To create a simple 1D numpy array, we can use a list:

In [None]:
arr = np.array([1,2,3])
arr

To create a simple 2D numpy array, we can use a nested list:

In [None]:
arr = np.array([[1, 2, 5],
                [3, 4, 8]])
arr

This array consists of two rows and three columns:

In [None]:
arr.shape

We can index a 2D array using integer indexes:

In [None]:
arr[0,1]

You can use slices to index rows and columns separately; for instance if we wanted to select just the first (or last) two columns of the array we could write:

In [None]:
arr[:, 0:2]

In [None]:
arr[:, -2:]

Many `numpy` functions can be passed an "axis" argument; this specifies a particular axis of the array to execute the function along.  For example, using our 2D array, we can not only sum across the entire array but also along each axis:

In [None]:
np.sum(arr)

In [None]:
np.sum(arr, axis=0)

In [None]:
np.sum(arr, axis=1)

The `numpy` library implements a huge number of functions that one can use on arrays.  We'll get a taste for a few of them later on, but more detail can be found in the [`numpy` documentation](https://docs.scipy.org/doc/numpy-1.12.0/reference/).

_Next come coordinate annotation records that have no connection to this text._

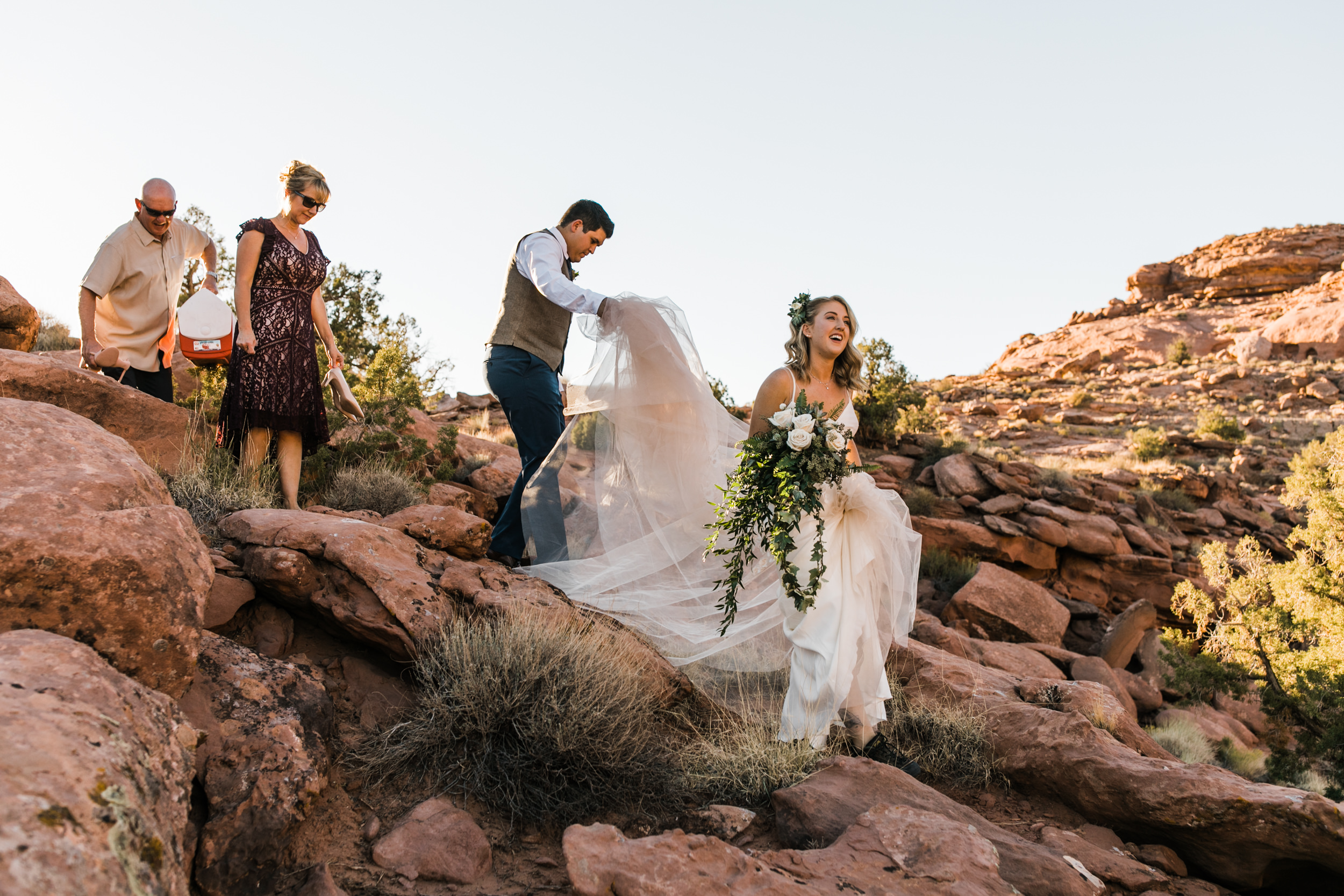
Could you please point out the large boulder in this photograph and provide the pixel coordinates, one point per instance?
(889, 849)
(959, 536)
(1009, 607)
(359, 579)
(1248, 835)
(267, 752)
(447, 528)
(827, 804)
(95, 776)
(93, 548)
(436, 841)
(156, 431)
(19, 321)
(956, 475)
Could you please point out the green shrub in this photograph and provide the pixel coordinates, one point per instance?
(1170, 499)
(891, 389)
(1184, 741)
(949, 741)
(1148, 445)
(1214, 422)
(539, 720)
(920, 500)
(53, 336)
(948, 571)
(210, 485)
(375, 486)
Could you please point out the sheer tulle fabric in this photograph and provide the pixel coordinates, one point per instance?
(617, 518)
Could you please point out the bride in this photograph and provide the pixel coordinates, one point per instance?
(636, 475)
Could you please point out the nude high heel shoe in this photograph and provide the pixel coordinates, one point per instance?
(342, 397)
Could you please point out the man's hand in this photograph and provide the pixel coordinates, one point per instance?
(89, 350)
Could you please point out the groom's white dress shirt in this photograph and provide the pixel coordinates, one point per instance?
(541, 259)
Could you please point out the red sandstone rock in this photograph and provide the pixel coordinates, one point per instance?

<div class="alert alert-info"><h1>Exercise 2</h1></div>

1. Create a cell below 
2. Create an array called `x` of 20 equally spaced values between 0 and 12. (hint: try linspace or np.arange)
3. Using a for loop and the sum function, to create a new variable `y` that computes the cumulative sum of x (i.e. an array of same dimension as x in which the nth element is the sum of the first n elements of x). 



### 3.3 Dictionaries

In Python, a dictionary is an *unordered* collection of items. "Dicts" or "Dictionaries" map a key to a value. A usual case is to describe a collection of related objects with string-based keys.  For example:

In [None]:
states = {'NJ': 'New Jersey', 'NY': 'New York', 'PA': 'Pennsylvania'}

We could use the `.keys()` method to display all the keys in a dictionary.

In [None]:
states.keys()

In [None]:
states['NJ']

Values in a dictionary can be of any data type, e.g., interger, string, or even a dictionary!

In [None]:
## Example
NJ = {'name': 'New Jersey', 'population': 9.006}
states['NJ'] = NJ

A nested dictionary is a dictionary inside a dictionary. 

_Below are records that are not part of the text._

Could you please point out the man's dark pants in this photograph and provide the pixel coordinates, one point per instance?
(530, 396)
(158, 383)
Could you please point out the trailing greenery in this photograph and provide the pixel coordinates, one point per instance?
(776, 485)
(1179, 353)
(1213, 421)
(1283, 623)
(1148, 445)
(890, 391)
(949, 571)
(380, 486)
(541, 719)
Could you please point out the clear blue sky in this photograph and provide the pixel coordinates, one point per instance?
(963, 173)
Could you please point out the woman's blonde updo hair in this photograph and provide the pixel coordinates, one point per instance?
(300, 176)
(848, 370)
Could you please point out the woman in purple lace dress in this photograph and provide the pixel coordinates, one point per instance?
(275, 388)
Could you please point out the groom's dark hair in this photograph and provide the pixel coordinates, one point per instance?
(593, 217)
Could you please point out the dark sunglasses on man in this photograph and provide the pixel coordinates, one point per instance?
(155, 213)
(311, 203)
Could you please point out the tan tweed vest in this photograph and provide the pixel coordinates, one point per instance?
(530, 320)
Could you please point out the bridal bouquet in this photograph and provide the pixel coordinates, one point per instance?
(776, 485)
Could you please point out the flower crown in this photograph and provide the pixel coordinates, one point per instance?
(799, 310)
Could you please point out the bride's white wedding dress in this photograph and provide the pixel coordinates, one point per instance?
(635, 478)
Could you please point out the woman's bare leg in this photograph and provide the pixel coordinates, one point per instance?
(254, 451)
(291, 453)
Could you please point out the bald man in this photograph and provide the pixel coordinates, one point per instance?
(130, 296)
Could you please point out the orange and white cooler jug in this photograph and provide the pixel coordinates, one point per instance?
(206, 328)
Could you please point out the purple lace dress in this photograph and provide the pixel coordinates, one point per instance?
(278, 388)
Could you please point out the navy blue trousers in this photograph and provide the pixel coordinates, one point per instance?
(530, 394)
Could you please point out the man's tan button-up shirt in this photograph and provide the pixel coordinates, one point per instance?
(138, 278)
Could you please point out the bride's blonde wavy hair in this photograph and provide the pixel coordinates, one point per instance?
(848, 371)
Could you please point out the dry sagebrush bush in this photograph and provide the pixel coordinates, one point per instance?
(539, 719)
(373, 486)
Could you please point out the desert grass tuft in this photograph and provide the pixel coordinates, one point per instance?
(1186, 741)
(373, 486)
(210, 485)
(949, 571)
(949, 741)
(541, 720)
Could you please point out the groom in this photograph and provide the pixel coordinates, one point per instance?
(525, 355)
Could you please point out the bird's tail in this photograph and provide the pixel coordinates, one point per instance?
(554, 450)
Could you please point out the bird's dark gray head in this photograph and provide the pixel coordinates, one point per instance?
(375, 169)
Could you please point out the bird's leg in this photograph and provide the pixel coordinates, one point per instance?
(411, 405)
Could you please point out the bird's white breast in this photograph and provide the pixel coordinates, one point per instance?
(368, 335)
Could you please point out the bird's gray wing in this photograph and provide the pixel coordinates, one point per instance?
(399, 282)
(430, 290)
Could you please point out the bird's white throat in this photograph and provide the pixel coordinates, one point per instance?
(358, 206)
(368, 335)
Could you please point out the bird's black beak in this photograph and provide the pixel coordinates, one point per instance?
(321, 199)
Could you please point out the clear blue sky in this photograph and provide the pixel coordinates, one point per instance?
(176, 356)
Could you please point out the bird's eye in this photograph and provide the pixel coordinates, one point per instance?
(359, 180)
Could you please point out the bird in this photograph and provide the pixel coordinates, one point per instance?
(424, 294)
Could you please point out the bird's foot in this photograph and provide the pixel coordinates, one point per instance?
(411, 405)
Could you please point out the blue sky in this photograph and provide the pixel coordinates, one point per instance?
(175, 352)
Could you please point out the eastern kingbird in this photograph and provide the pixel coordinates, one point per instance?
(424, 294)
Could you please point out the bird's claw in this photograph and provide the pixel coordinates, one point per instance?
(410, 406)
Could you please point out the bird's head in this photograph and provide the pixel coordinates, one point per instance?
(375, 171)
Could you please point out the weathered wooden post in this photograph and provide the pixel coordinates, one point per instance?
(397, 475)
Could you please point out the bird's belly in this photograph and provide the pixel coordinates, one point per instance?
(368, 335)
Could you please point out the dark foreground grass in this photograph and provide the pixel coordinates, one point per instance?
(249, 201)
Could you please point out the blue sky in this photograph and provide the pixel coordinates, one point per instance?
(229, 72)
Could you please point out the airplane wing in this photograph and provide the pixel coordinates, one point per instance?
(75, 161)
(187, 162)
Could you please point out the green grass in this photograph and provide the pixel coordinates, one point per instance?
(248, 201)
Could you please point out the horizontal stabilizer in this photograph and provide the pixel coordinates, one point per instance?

Using the now-updated `states` dictionary, access the NJ population. 

In [None]:
states['NJ']['population']

Again one can find more information on Python dictionaries in the [documentation](https://docs.python.org/3/tutorial/datastructures.html?highlight=dictionaries#dictionaries).

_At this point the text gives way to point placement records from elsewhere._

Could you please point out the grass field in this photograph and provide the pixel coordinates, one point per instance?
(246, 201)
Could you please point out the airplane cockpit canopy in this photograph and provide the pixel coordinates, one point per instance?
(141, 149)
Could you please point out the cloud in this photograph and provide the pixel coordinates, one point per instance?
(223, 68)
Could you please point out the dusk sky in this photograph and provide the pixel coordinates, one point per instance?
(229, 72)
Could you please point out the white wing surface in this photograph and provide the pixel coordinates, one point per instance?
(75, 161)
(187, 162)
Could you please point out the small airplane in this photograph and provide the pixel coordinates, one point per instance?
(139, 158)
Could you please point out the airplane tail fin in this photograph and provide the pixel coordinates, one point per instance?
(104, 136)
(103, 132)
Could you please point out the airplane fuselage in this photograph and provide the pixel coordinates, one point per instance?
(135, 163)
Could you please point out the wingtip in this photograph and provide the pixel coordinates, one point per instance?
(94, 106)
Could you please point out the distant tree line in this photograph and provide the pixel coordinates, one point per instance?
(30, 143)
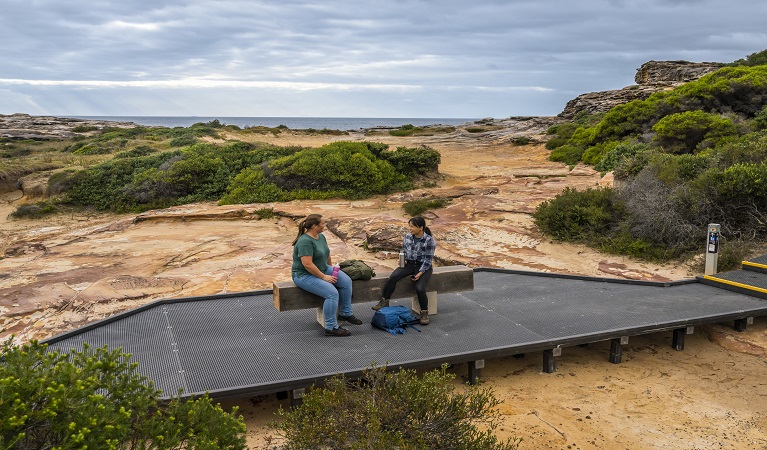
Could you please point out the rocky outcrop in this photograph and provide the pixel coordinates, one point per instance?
(24, 126)
(651, 77)
(597, 102)
(671, 73)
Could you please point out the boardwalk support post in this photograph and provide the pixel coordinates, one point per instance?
(475, 368)
(741, 324)
(549, 363)
(616, 349)
(678, 338)
(297, 397)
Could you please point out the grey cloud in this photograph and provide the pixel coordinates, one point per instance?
(447, 48)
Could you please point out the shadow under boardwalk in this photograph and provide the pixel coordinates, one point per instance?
(239, 344)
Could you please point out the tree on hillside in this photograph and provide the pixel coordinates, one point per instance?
(95, 399)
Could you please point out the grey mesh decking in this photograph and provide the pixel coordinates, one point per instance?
(239, 344)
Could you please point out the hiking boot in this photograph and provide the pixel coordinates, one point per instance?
(337, 331)
(351, 319)
(381, 303)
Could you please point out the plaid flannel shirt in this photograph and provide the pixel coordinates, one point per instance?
(422, 252)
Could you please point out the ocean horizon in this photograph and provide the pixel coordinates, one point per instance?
(295, 123)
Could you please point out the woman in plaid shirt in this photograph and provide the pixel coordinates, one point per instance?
(419, 255)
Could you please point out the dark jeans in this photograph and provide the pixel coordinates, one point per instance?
(411, 268)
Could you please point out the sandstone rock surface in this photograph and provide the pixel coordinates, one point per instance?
(651, 77)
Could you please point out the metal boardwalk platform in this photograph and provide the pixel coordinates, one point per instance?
(238, 344)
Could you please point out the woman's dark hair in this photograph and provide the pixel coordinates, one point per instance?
(421, 223)
(306, 224)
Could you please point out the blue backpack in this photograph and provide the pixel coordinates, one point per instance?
(394, 319)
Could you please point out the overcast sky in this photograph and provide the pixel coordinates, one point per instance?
(363, 58)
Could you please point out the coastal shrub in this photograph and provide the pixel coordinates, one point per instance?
(618, 154)
(102, 186)
(412, 161)
(735, 198)
(420, 206)
(141, 150)
(251, 186)
(183, 141)
(394, 409)
(347, 168)
(594, 154)
(580, 215)
(749, 149)
(95, 398)
(60, 182)
(689, 131)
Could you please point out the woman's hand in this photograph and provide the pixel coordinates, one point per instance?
(330, 278)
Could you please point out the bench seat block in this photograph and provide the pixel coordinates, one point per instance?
(288, 296)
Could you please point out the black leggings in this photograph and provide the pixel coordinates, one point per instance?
(411, 268)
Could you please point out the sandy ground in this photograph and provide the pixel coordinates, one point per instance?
(711, 395)
(703, 397)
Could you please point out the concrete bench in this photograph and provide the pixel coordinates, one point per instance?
(288, 296)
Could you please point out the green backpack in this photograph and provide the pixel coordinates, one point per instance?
(357, 270)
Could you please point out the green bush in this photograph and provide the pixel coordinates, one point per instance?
(102, 186)
(749, 149)
(420, 206)
(412, 161)
(618, 154)
(580, 215)
(347, 168)
(386, 410)
(141, 150)
(690, 131)
(95, 399)
(84, 128)
(183, 141)
(251, 186)
(594, 154)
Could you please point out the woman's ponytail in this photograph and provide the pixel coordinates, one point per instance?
(421, 223)
(306, 224)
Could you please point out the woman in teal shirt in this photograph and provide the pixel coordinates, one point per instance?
(313, 272)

<div class="alert alert-info"><h1>Exercise 3</h1></div>

1. Create a cell below 
2. Create an empty dictionary called "classmates"
3. Pick three or more categories (e.g. Name, age, height, homestate, class year... etc)
4. Go around the room and meet your classmates. For each class mate, make a dictionary following the NJ example above.
5. Add each individuals dictionary to your "classmates" dictionary to create a nested dictionary 

**Note: Make sure you use consistent capitalization and punctuation for all entries!**

Once done, we can use the dictionary to easily answer questions about some of the people you interviewed. 

Below are examples: 

In [None]:
## Compare the heights of two classmates
name1 = 
name2 = 

classmates[name1]['height'] > classmates[name2]['height']

In [None]:
## Make a class roster list

all_classmates = classmates.keys()

namelist = []
for key in all_classmates:
    namelist.append(classmates[key]['name'])
    
print(namelist)

In [None]:
## Count the number of G5s using a list

class_years = []
for key in all_classmates:
    class_years.append(classmates[key]['class_year'])
    
class_years.count('G5')
    

In [None]:
## Find the mean age of the class using a numpy array

all_ages = np.zeros(len(classmates.keys())) 
i=0
for key in all_classmates:
    all_ages[i] = classmates[key]['age']
    i+=1
    
all_ages.mean()

## 4. Plotting a time series
Here we will introduce some more applications-driven examples.  Plotting in Python is typically done using the [`matplotlib`](https://matplotlib.org) library.  Again `matplotlib` is not part of the Python standard library so we will have to import it.

In [None]:
import matplotlib.pyplot as plt
import numpy as np # In principle we do not need to import numpy again since we have done it above,
                   # but in case you skipped the cells above we will do it again here

To plot a line we will use the [`plot`](https://matplotlib.org/api/_as_gen/matplotlib.axes.Axes.plot.html?highlight=plot#matplotlib.axes.Axes.plot) command.

In [None]:
plt.plot([1,2,3],[3,2,5])

As a basic example, we'll plot a family of sine curves using `matplotlib` to illustrate the basics of making a plot.  We'll plot:
$$ y = \sin(x - a) $$

1. First, create some values for $x$.  To do so, try using the `linspace` command.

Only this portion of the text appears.